Juanice Gray | Editor
The Natchitoches Historic Foundation (NHF) held a groundbreaking ceremony at Roque House on the downtown shore on Thursday, May 12. The NHF owns the historic house, one of the oldest and only bousillage structures in the country.
This French colonial cottage was built by a freed black slave named “Yves” but referred to as “Pascale”. in 1797. Constructed of bousillage (adobe) between angular, vertical posts, it represents the earliest form of what is now known in Louisiana as “Creole” architecture. Later, Aubin Roque and his last wife, Marie Philomene Metoyer, moved here from her father’s plantation, “Yucca”, now named Melrose. She was the daughter of the legendary Augustin Metoyer, “Free People of Color”, from the Lower Country of Canne. The house was moved to this site from its original location near Breville Island on Cane River in 1967 by Museum Contents, Inc.
After the 2016 flood, NHF and its partners realized the need to move the house, yet again, to better preserve and protect it. Partners include the Town of Natchitoches, Main Street, the Cane River Waterway Commission and others.
The project, which involves moving the house to face Cane River and adding additional structure, is expected to be near completion by the Christmas Festival according to DSW contractor David Mains. Mains said the home would be taken apart brick by brick and then rebuilt. He said the entire roof will be removed and then replaced once the frame of the house is turned.

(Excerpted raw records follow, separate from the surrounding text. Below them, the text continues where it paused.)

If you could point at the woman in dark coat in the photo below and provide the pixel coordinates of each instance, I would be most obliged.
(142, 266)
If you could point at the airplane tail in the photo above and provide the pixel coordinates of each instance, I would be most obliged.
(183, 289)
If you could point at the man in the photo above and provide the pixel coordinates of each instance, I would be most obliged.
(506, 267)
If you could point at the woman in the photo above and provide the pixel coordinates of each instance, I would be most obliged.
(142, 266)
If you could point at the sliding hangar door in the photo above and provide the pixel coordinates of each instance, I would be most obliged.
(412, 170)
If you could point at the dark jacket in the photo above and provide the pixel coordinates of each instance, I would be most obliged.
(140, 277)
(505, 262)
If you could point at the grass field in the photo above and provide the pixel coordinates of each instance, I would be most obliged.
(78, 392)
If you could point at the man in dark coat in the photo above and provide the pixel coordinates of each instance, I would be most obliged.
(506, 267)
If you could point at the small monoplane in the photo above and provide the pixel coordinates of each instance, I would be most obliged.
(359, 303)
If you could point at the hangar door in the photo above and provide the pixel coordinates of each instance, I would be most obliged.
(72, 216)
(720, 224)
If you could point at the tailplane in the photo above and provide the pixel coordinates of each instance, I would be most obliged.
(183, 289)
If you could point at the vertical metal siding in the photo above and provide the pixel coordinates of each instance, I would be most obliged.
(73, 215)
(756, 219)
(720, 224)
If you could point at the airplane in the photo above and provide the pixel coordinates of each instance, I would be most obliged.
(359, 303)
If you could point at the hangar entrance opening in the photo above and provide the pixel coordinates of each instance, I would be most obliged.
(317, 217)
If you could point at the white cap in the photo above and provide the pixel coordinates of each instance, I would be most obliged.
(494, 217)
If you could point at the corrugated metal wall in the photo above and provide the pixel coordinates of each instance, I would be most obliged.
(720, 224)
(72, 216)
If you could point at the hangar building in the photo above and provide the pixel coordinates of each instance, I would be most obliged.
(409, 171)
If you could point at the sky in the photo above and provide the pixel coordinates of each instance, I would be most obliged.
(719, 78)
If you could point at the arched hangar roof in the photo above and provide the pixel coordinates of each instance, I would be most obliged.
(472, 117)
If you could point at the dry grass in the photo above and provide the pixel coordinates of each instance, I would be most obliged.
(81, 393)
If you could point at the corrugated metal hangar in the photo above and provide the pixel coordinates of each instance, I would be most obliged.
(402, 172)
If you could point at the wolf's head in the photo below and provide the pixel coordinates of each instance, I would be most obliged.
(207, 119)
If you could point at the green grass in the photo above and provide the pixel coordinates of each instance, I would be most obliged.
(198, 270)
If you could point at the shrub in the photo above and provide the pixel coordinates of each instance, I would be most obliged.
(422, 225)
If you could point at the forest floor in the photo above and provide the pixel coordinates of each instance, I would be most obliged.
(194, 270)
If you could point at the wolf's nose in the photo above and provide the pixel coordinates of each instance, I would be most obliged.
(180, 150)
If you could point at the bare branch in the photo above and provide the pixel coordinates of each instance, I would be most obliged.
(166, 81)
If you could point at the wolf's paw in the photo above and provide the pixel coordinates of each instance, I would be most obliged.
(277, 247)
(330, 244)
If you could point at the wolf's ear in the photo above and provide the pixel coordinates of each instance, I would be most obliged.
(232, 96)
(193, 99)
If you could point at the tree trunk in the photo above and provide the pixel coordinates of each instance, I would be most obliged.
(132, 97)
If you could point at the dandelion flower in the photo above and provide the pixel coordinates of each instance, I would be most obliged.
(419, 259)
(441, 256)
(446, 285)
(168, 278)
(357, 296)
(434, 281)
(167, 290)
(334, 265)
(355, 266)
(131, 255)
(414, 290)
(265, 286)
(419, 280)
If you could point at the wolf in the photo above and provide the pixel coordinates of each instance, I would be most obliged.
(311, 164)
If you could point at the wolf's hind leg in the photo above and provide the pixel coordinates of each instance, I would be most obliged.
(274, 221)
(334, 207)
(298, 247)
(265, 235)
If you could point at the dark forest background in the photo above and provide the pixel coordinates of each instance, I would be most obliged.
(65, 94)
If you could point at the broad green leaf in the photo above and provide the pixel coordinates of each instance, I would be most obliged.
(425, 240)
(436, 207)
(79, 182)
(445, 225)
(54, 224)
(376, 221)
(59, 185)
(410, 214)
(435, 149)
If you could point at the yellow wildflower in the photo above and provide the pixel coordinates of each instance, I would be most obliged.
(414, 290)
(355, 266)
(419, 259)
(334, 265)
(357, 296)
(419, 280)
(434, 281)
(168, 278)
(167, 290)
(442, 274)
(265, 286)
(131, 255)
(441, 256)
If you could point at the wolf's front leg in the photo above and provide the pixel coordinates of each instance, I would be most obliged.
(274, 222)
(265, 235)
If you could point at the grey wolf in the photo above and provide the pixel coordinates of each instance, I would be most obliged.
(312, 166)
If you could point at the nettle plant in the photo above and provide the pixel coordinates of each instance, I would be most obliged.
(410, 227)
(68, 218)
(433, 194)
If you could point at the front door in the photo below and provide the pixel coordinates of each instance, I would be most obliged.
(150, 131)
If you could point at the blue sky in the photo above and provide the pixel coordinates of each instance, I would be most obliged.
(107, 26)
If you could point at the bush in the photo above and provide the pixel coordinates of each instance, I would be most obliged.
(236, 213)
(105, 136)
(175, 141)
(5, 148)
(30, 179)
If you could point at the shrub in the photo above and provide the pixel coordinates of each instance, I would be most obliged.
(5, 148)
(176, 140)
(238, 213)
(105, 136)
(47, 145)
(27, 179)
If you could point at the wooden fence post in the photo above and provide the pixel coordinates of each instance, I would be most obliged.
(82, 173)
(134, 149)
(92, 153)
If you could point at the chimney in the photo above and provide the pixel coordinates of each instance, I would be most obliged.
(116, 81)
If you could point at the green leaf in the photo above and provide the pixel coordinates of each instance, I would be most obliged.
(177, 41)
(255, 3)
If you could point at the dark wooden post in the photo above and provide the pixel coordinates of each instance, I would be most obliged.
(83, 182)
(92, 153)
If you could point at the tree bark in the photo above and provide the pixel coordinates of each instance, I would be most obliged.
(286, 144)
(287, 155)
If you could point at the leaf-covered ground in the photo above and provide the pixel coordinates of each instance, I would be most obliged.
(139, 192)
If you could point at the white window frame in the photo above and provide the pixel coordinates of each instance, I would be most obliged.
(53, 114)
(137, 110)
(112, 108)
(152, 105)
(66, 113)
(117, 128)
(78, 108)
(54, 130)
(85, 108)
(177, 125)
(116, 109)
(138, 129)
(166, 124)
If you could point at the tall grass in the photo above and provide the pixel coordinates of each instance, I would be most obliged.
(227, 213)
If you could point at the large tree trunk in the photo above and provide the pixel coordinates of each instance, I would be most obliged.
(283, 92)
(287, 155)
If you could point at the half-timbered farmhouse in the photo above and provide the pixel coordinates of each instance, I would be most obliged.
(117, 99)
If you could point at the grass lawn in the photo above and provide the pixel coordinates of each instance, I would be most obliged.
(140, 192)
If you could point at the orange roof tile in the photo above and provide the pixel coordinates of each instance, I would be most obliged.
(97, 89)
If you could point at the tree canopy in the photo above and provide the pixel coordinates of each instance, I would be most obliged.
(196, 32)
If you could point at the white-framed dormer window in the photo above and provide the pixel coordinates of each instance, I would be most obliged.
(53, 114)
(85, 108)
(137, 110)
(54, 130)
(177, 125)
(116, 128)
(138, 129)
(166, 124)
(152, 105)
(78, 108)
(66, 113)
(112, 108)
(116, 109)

The architect is Tipton and Associates of Baton Rouge. The design team includes Tipton Associates, CARBO Landscape Architecture, Edward Cazayoux of EnvironMental Design, and engineering consultants Fox-Nesbit and ADG. The steering committee for the Roque House renovation project is Ben Barron. Barron said there will be a wall around the house that will feature engraved granite stones to commemorate the history and the partners involved in the renovations.